A woman can spread happiness and smile like Cunningham later suggested, but only to the point where it does not harm the woman. Hiding emotions behind another smile is dangerous to a woman’s mental wellness and health and the relationships she has. If a woman believes she is being treated unfairly by various people throughout her life and continues to conceal her feelings and not work through them, eventually they will wear on her and explode at an inappropriate time, causing severe damage to the relationships. By then, the small things have added up to a huge problem that could have been avoided if it had been address at the time they occurred. Often the problem or problems have become so massive they are often not repairable. Negative feelings need to be put out in the open at the right time and place and quickly dealt with.
These emotions can eat away at a person if kept inside. Women should be encouraged to smile and provide a nurturing energy to the people around them, but only if it is healthy to do so and not harming anyone. Cunningham’s original argument was correct: women smile constantly and often insincerely because society dictates they should. The behavior is a nurtured, natural instinct and women shouldn’t fight it. Women need to stop giving insincere smiles so people around them can realize when something is wrong so they can help to fix it. The social pressures that weigh heavily on women are nearly impossible to maintain. Women are human; they have the same feelings and emotions men do. It is unfair and unhealthy that women are not encouraged to show these emotions and instead instructed to smile constantly. It is impossible to maintain this image of eternal happiness and woman should stop trying to. A smile can uplift and help people, but the deception of an insincere smile can cause more harm than good. Women should keep smiling but only when they want to.

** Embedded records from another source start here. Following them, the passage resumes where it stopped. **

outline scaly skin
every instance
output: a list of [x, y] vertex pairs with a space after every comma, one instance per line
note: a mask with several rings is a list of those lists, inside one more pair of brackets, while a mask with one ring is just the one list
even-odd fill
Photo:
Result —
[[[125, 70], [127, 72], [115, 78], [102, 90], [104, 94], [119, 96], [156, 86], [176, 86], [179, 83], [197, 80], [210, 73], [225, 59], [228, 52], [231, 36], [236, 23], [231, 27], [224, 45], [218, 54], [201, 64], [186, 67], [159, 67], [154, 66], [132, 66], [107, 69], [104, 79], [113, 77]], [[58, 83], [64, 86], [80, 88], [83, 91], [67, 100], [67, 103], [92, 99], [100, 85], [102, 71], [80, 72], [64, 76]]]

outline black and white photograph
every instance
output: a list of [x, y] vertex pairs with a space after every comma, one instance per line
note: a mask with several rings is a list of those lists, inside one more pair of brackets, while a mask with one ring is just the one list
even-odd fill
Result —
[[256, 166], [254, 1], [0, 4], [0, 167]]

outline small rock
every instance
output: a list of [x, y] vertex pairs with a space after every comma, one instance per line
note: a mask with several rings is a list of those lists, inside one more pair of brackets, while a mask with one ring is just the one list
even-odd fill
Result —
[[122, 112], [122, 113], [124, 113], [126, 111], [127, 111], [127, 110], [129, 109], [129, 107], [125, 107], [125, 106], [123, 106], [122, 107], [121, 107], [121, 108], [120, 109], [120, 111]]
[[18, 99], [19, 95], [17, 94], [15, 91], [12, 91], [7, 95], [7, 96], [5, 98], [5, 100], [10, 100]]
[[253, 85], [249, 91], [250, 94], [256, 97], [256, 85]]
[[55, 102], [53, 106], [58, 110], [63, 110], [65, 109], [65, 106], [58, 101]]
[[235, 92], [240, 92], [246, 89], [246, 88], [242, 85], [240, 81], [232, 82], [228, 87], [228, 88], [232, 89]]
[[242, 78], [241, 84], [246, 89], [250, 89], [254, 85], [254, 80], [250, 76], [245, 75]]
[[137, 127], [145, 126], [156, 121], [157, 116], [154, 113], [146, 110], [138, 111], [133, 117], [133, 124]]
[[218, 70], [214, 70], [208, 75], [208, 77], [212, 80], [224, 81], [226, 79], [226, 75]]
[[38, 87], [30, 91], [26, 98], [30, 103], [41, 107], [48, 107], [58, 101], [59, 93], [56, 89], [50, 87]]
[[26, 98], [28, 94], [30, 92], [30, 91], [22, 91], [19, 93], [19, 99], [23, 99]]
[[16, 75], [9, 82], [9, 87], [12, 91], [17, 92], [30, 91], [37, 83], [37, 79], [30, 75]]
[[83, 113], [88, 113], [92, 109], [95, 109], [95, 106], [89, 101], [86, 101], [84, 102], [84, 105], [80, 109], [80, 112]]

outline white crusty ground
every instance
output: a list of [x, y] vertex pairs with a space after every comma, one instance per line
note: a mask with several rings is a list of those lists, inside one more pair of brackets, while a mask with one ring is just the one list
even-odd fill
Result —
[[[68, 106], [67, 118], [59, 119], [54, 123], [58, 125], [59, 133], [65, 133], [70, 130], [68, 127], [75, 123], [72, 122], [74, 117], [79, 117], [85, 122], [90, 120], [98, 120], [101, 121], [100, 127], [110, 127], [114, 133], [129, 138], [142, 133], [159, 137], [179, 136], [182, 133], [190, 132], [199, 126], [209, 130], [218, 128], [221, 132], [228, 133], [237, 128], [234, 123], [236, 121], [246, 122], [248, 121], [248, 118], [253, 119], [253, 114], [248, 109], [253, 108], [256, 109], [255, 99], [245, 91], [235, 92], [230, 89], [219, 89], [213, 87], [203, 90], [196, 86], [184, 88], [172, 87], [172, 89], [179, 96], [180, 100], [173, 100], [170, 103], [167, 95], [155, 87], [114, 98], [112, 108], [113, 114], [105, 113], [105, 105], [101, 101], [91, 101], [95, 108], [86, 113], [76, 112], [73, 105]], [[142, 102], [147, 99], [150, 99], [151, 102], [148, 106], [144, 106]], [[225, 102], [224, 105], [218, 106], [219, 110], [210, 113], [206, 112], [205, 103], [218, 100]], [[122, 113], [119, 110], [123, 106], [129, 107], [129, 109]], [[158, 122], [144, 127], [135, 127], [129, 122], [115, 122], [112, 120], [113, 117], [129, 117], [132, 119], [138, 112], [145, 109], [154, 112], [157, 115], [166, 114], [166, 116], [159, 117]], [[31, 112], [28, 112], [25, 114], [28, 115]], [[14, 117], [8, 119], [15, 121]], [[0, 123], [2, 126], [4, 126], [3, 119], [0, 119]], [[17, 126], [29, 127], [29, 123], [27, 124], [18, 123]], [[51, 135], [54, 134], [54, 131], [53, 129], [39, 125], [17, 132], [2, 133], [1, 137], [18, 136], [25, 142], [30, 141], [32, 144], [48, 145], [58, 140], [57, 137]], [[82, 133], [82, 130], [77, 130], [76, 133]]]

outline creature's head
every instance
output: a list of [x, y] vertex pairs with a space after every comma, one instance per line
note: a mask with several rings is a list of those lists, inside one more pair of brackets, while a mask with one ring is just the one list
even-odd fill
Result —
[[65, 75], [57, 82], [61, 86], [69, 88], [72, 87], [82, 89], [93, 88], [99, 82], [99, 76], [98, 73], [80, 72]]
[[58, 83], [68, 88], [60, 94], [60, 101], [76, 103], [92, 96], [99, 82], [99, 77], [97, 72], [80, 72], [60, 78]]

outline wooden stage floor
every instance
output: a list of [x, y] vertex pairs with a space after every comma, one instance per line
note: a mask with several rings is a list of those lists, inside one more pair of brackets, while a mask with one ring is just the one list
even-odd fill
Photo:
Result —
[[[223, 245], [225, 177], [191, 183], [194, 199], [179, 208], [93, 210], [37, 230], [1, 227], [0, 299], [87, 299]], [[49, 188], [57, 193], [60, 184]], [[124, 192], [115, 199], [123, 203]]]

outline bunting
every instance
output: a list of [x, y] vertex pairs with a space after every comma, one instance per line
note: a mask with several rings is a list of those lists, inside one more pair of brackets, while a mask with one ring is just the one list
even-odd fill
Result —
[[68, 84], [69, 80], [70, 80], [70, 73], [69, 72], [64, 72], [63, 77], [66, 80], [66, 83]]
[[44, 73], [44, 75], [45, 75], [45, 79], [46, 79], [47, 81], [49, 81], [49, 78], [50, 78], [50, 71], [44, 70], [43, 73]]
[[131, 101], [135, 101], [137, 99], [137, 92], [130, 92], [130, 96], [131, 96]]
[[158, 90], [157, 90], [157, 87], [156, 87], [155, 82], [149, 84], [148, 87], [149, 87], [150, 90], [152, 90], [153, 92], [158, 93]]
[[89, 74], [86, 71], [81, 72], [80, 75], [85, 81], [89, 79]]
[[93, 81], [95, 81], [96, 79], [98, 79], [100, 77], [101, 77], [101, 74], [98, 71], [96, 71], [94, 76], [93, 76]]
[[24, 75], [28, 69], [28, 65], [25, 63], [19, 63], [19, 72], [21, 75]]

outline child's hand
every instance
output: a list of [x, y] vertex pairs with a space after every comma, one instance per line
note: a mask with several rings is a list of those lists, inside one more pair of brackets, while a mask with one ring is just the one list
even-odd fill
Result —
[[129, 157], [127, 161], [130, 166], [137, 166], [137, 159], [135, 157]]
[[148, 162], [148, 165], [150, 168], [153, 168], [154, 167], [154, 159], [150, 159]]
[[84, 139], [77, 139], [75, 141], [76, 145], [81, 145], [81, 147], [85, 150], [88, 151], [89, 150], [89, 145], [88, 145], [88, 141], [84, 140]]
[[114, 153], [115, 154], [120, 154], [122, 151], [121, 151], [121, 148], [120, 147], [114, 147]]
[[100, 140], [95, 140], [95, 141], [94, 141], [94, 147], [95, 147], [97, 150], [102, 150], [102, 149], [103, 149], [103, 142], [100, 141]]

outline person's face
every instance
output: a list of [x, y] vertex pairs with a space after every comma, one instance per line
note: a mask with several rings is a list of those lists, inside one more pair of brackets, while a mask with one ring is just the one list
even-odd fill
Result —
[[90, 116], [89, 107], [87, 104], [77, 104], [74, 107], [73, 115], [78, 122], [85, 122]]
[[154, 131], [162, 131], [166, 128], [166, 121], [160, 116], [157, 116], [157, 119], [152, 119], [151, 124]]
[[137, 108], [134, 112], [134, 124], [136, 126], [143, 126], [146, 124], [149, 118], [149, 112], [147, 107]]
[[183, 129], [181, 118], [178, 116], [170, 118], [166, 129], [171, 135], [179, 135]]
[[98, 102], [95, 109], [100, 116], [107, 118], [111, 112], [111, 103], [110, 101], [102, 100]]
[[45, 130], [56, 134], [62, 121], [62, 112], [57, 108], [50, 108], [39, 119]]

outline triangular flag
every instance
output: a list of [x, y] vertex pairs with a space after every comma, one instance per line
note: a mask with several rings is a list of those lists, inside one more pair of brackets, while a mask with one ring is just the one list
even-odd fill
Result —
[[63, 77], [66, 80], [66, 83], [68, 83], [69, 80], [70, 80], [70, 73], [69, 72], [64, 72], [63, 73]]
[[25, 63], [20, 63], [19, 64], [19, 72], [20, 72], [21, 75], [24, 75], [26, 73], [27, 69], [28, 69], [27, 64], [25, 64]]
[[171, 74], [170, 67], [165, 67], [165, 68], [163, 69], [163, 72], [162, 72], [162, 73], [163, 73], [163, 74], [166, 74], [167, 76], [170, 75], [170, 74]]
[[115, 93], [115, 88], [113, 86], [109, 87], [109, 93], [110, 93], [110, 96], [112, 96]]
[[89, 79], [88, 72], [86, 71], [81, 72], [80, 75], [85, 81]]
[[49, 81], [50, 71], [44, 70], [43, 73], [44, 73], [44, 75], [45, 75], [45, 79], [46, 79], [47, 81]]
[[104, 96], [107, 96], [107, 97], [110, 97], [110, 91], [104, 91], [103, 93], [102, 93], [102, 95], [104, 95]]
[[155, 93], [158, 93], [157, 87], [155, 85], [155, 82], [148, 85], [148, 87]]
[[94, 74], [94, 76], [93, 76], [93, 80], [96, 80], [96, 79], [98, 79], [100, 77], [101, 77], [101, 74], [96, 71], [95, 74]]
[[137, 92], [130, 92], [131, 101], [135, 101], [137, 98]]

Cunningham, Amy. “Why Women Smile.” The Norton Reader: an anthology of nonfiction. Ed. Linda Peterson, John Brereton, Joseph Bizup, Anne Fernald, Melissa Goldthwaite. New York: Norton, 2012. 189-195. Print.
Cunningham, Amy. “All Smiles Now.” Beliefnet.com. N.p., 29 Dec. 2006. Web. 10 Oct. 2014.
Cunningham, Amy. “All Smiles Now.” Beliefnet.com. N.p., 29 Dec. 2006. Web. 10 Oct. 2014. Cunningham, Amy. “Why Women Smile.” The Norton Reader: an anthology of nonfiction. Ed. Linda Peterson, John Brereton, Joseph Bizup, Anne Fernald, Melissa Goldthwaite. New York: Norton, 2012. 189-195. Print.